O exemplo dado por Sartre da observação da paisagem mostra-nos que de maneira nenhuma é só pela linguagem que surge a visibilidade, a perceptibilidade, e que esta actividade pertence muito mais essencialmente ao homem, que é uma actividade originada pelo homem. A fala é uma forma desta actividade. Logo que esclarece que o significado da fala reside na lia visibilidade, Sartre avança para o segundo passo, cuja verdadeira necessidade, desta forma, é uma questão em aberto. Na perceptibilidade, na revelação, não me contento em dar alguma coisa a escolher, porque cada descoberta e cada revelação acontece em relação com uma mudança na sociedade humana. O escritor é aquele que escolheu para sua missão a revelação das possibilidades de mudança.
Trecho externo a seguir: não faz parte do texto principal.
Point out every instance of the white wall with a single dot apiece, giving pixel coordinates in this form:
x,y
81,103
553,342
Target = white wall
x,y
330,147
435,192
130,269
Assim, o prosador é um homem que escolheu um certo modo de acção secundária a que se poderia chamar «acção por revelação». E portanto legítimo fazer-lhe esta segunda pergunta: Que aspecto do mundo queres revelar? Com essa revelação, que modificação queres trazer ao mundo? O escritor comprometido sabe que a palavra é acção: sabe que revelar é modificar e que só se pode revelar quando se pretende modificar. Abandonou o sonho impossível de representar imparcialmente a sociedade e a condição humana.

(…)

Mas podemos concluir desde já que o escritor escolheu a revelação do mundo e especialmente a revelação do homem aos outros homens para que estes adquiram, em face do objecto assim desnudado, toda a sua responsabilidade.

A exposição dos comportamentos humanos na sociedade deve levar a uma tomada de posição por parte do homem, que deve ver por si próprio o que se passa à sua frente e tomar-se co-responsável. Enquanto as relações não estavam expostas, o indivíduo podia furtar-se à responsabilidade.

Do mesmo modo, a função do escritor é fazer com que ninguém possa ignorar o mundo e que ninguém se possa dizer inocente.

(…)

Escrever é fazer apelo ao leitor, para que este inclua na existência objectiva a revelação que empreendi por meio da linguagem.

O destino da obra só se cumpre através da absorção pelo leitor, porque o seu sentido torna-se o sentido do leitor.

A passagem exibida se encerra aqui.